WHY do newspapers tell the truth? Why do they even try? These are not rhetorical questions: if we could establish the answers, it would help to explain why many of them, most of the time, don’t even try.
It’s a subject that I have had to think about a great deal over the years, but it’s prompted this week by the coverage of the Committee on Privileges’ utterly damning report on Boris Johnson, which was reported in the Daily Express under the headline “The most spiteful stitchup in the history of politics”.
Every single word of that is a lie, if words have any meaning. It is not, therefore, news, in any accepted sense of the word. But it is most unlikely that the newspaper lost a single paying reader as a result. News is not what its readers pay for. In the delightful words of Walter Bagehot, when he was editor of The Economist, the typical reader wants an article “which he can lay down and say ‘an excellent article, very excellent, exactly my own sentiments’” (Press, 19 May).
THIS is not what readers are meant to want, and the high-minded papers go to great lengths to pretend that their readers want something entirely different.
The New Yorker carried a long, pious interview with A. G. Sulzberger, the sixth Sulzberger in dynastic succession to run (and own) The New York Times. He told them: “The Times serves the cause of the truth. An informed public, we believe, is the most important ingredient in a healthy democracy. We believe a common fact base is the most important ingredient in a democracy. Independent journalism — I don’t believe it’s nihilistic or amoral or valueless . . . the role of journalists [should] be to independently follow the truth and try to arm the public with the facts and the context and the understanding it needs for this giant, diverse democracy to come together and self-govern.”
These are all sentiments to which The Guardian would subscribe. In weaker moments, almost any working journalist would. But they are not how the trade really works, and I don’t think that they could be. Sometimes, the problem is bad journalists, who are entirely unconcerned with truth.
Mr Johnson would be one example. The deliberate dishonesty of his reporting from Brussels shocked his colleagues and competitors there — but such people can be very successful in professional terms. Mr Johnson gave his readers exciting and entertaining dramatisations of stories which they wanted to be true. Excitement and entertainment is what they wanted far more than factual truth.
This is not a point scored against the Right. When I wrote about Sweden for the English press, I discovered that people took from my articles only the bits that they agreed with. Whether on the Left or the Right, they all knew already what Sweden was like. My job was simply to supply entertaining embellishments to that picture.
This is true of almost any subject. The reader is convinced that they know more than the journalist; the journalist believes that they know more than the reader; the people who are written about know that they understand far more than the media. All are often wrong, but very few can be convinced of it.
This is because, for most people, there is no immediate penalty for being wrong about anything in the national news. What happens will happen irrespective of our opinions. There are very few exceptions to this rule; but, in the Covid pandemic, a great many people who thought that it was all a fuss about nothing died as a result of their own scepticism.
The New York Times’s position is absolutely blind to this reality, and to the class divisions that make for it. The Guardian is, too, which explains why it so grotesquely misreads the popular mood sometimes. Both papers assume the existence of a politically active and influential public that wants to be educated because its decisions matter — and both carry on as if the vastly more numerous public, of whom none of these things are true, didn’t matter or didn’t exist.

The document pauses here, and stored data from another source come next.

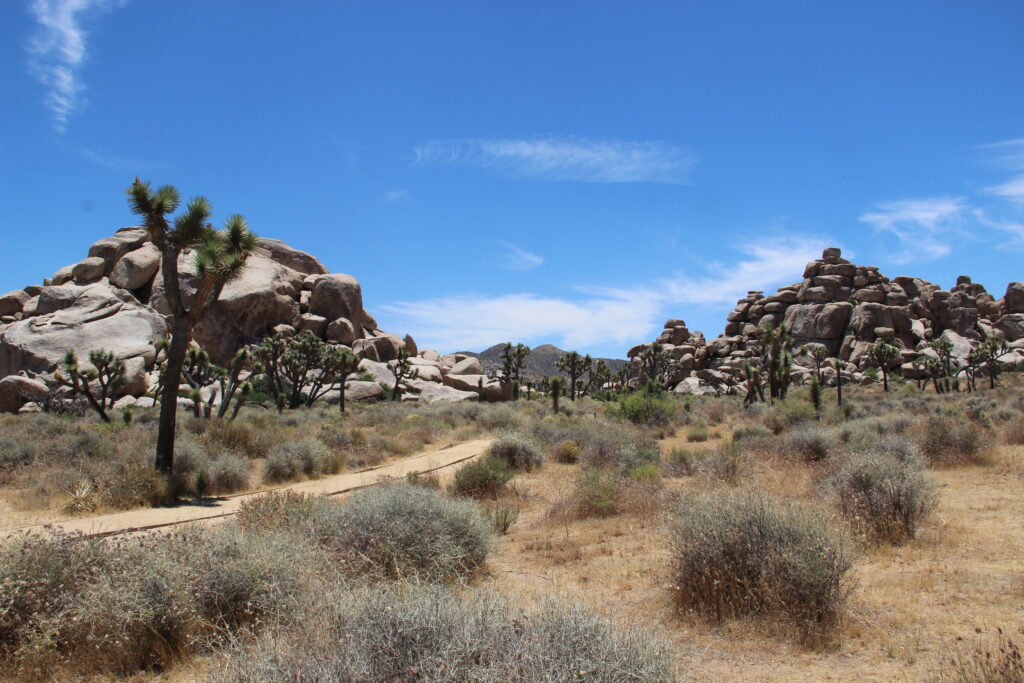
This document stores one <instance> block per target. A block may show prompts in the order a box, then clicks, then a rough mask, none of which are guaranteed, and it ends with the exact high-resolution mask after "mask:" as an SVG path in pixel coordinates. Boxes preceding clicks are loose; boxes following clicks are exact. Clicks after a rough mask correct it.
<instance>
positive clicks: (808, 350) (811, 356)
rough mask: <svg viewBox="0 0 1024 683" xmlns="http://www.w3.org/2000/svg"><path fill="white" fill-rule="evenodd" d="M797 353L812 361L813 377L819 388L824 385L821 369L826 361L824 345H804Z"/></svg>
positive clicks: (810, 344)
mask: <svg viewBox="0 0 1024 683" xmlns="http://www.w3.org/2000/svg"><path fill="white" fill-rule="evenodd" d="M799 353H800V355H804V356H807V357H809V358H810V359H811V360H812V361H814V377H815V379H816V380H817V381H818V385H819V386H820V385H822V384H824V377H822V375H821V369H822V368H823V367H824V365H825V361H827V360H828V347H826V346H825V345H824V344H804V345H803V346H801V347H800V351H799Z"/></svg>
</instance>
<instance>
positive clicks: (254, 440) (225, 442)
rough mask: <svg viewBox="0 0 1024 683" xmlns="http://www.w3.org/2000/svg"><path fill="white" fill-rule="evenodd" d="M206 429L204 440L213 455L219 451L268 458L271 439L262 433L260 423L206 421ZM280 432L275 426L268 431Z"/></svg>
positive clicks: (249, 421)
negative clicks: (208, 447) (224, 451)
mask: <svg viewBox="0 0 1024 683" xmlns="http://www.w3.org/2000/svg"><path fill="white" fill-rule="evenodd" d="M203 422H204V423H206V429H205V430H204V432H203V438H204V439H205V440H206V442H207V444H208V445H209V451H210V452H211V453H216V452H218V451H231V452H232V453H237V454H239V455H240V456H245V457H247V458H266V457H267V454H268V452H269V446H270V439H269V438H268V437H267V436H266V435H265V434H262V433H260V430H259V425H260V423H259V422H257V421H255V420H251V421H246V422H240V421H238V420H233V421H230V422H228V421H227V420H204V421H203ZM278 430H280V428H275V427H273V426H269V427H267V429H266V431H267V432H270V433H273V432H274V431H278Z"/></svg>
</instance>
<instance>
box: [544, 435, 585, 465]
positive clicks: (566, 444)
mask: <svg viewBox="0 0 1024 683" xmlns="http://www.w3.org/2000/svg"><path fill="white" fill-rule="evenodd" d="M582 451H583V449H581V447H580V444H579V443H577V442H575V441H571V440H565V441H559V442H558V443H557V444H556V445H555V447H554V449H552V450H551V457H552V458H553V459H554V461H555V462H556V463H564V464H566V465H572V464H574V463H575V462H577V461H578V460H580V453H581V452H582Z"/></svg>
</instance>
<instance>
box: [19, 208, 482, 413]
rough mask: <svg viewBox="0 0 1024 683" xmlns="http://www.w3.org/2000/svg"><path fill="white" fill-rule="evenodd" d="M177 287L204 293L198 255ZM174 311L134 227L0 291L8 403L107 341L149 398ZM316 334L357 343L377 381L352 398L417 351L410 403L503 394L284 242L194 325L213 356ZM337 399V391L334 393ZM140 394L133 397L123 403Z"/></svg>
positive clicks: (371, 385)
mask: <svg viewBox="0 0 1024 683" xmlns="http://www.w3.org/2000/svg"><path fill="white" fill-rule="evenodd" d="M178 270H179V285H180V287H181V290H182V293H183V295H184V298H185V303H186V305H188V304H190V299H191V297H194V296H195V295H196V288H197V286H198V282H199V280H198V276H197V273H196V267H195V259H194V255H193V254H191V253H189V252H184V253H182V254H181V256H180V258H179V261H178ZM169 313H170V309H169V307H168V305H167V301H166V299H165V296H164V283H163V275H162V271H161V265H160V253H159V251H158V249H157V248H156V247H155V246H154V245H153V244H152V242H151V241H150V236H148V232H147V231H146V230H145V229H144V228H142V227H126V228H123V229H121V230H118V231H117V233H115V234H114V236H113V237H110V238H105V239H103V240H100V241H98V242H96V243H95V244H93V245H92V247H90V249H89V252H88V255H87V257H86V258H84V259H83V260H82V261H79V262H78V263H75V264H72V265H69V266H65V267H62V268H60V269H59V270H57V271H56V272H55V273H54V274H53V276H52V278H48V279H46V280H44V282H43V285H42V286H36V285H32V286H29V287H26V288H25V289H22V290H15V291H13V292H8V293H7V294H4V295H2V296H0V411H3V412H16V411H18V410H27V409H26V408H25V404H26V403H27V401H28V400H30V399H35V398H38V397H39V395H40V394H41V392H42V391H43V390H44V389H45V386H46V384H45V382H46V380H48V379H49V377H50V375H52V373H53V372H54V371H56V370H57V369H58V368H59V365H60V362H61V360H62V358H63V356H65V353H66V352H67V351H68V350H75V351H76V352H77V353H78V355H79V358H80V360H82V361H84V360H85V359H86V358H87V357H88V353H89V351H91V350H94V349H100V348H101V349H106V350H111V351H114V353H115V354H116V355H117V356H118V357H120V358H122V359H124V360H125V361H126V367H127V375H128V378H127V381H126V382H125V384H124V385H123V386H122V387H121V389H120V393H121V394H123V395H124V396H133V397H134V396H140V395H142V394H143V393H144V392H145V391H146V390H147V389H148V388H150V386H151V385H153V384H155V383H156V379H157V378H156V374H155V372H154V364H155V362H156V360H157V347H156V346H155V343H156V342H157V341H158V340H159V339H161V338H162V337H164V336H166V335H167V332H168V328H169V326H168V324H167V316H168V315H169ZM282 331H286V332H287V331H291V332H294V333H302V332H308V333H312V334H314V335H316V336H318V337H319V338H322V339H324V340H325V341H326V342H327V343H330V344H339V345H344V346H347V347H349V348H351V349H352V350H353V351H355V352H356V353H358V354H359V355H360V356H361V357H362V360H361V364H360V371H361V372H362V373H366V374H369V375H371V376H372V377H373V381H372V382H368V381H361V382H360V381H358V380H353V381H352V382H350V383H349V386H348V388H347V389H346V398H350V399H352V400H360V399H372V398H376V397H379V396H380V395H381V394H382V393H383V389H382V387H381V384H385V385H388V383H390V384H389V385H390V386H392V387H393V385H394V378H393V376H392V375H391V373H390V371H389V369H388V362H389V361H392V360H394V359H395V358H396V357H397V355H398V351H399V350H406V351H408V352H410V353H412V354H413V355H414V358H413V362H414V365H416V366H417V368H418V369H419V371H420V372H419V376H418V377H417V378H416V379H415V380H408V381H407V382H406V383H404V384H403V385H402V386H401V387H399V389H400V390H401V391H402V393H403V398H404V399H407V400H424V401H434V400H467V399H473V400H475V399H479V398H481V397H482V398H484V399H489V400H494V399H496V397H500V394H501V390H500V387H496V384H495V383H494V382H493V381H492V380H489V379H488V378H487V377H485V376H483V375H482V373H480V372H479V369H478V368H477V373H476V374H475V375H474V374H473V373H472V372H468V371H472V370H473V369H472V368H468V369H467V367H465V366H464V365H460V364H461V361H463V360H464V358H460V357H457V356H441V355H440V354H438V353H436V352H435V351H431V350H423V351H420V350H419V349H418V348H417V344H416V342H415V340H414V339H413V338H412V337H411V336H409V335H406V336H404V337H399V336H397V335H394V334H391V333H387V332H384V331H382V330H380V329H378V327H377V321H376V319H375V318H374V317H373V315H371V314H370V313H369V312H367V310H366V309H365V308H364V307H362V290H361V287H360V285H359V283H358V281H357V280H356V279H355V278H354V276H352V275H350V274H346V273H332V272H329V270H328V269H327V268H326V267H325V266H324V265H323V264H322V263H321V262H319V261H318V260H317V259H316V258H314V257H313V256H311V255H310V254H307V253H305V252H302V251H299V250H297V249H293V248H292V247H290V246H288V245H287V244H285V243H284V242H280V241H278V240H268V239H260V240H259V246H258V248H257V250H256V252H255V253H253V254H252V255H251V256H250V257H249V260H248V263H247V266H246V268H245V270H244V271H243V274H242V276H241V278H240V279H238V280H236V281H233V282H231V283H229V284H228V285H226V286H225V287H224V289H223V291H222V292H221V294H220V297H219V298H218V300H217V301H216V303H215V304H214V305H213V306H212V307H211V308H210V310H209V311H208V312H207V313H206V315H205V316H204V317H203V319H202V321H201V322H200V324H199V325H198V326H196V328H195V330H194V338H195V341H196V342H197V343H198V344H199V345H200V346H202V347H203V348H204V349H205V350H206V351H207V352H208V353H209V354H210V356H211V359H212V360H213V361H214V362H217V364H220V365H226V364H227V362H228V360H229V359H230V358H231V356H232V355H233V354H234V352H236V351H237V350H238V349H239V348H242V347H243V346H245V345H247V344H253V343H257V342H259V341H260V339H262V338H264V337H266V336H267V335H270V334H273V333H275V332H282ZM337 398H338V396H337V395H336V396H335V399H336V400H337ZM130 402H131V401H130V400H129V399H127V398H126V399H125V401H124V404H128V403H130Z"/></svg>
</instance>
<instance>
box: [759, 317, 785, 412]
mask: <svg viewBox="0 0 1024 683" xmlns="http://www.w3.org/2000/svg"><path fill="white" fill-rule="evenodd" d="M792 343H793V337H792V336H791V335H790V332H788V331H787V330H786V329H785V326H784V325H778V326H775V325H769V326H768V327H767V328H765V331H764V332H763V333H762V334H761V346H762V357H763V358H764V368H765V370H766V371H767V373H768V391H769V394H770V395H771V399H772V401H774V400H775V399H776V398H777V399H779V400H782V399H784V398H785V394H786V392H788V390H790V370H791V369H792V368H793V354H792V353H790V344H792Z"/></svg>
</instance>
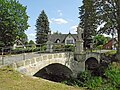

THIS is not a counsel of nihilism or despair. To attempt to live up to the principles of independent journalism is very much better than the alternative.
The New York Times’s principles about factual accuracy are an important standard in the trade. But the readers’ concern for truth in news is a political matter: it is about power, which readers mostly don’t have. We are all naturally and unavoidably most concerned with the truth of those matters that affect us personally, and which we can ourselves affect. That is why the Church Times, written for people in the trade, has to tell the truth.
It is also why The Daily Telegraph chose for its front page, on the Privileges Committee report, “Johnson allies vow to oust MPs who vote for his censure.” You might think that this was an inadequate summary of the story, but you are not a Tory MP. For them, it was extremely important news, which is why 240 of them abstained rather than bear witness to the truth of the committee’s report.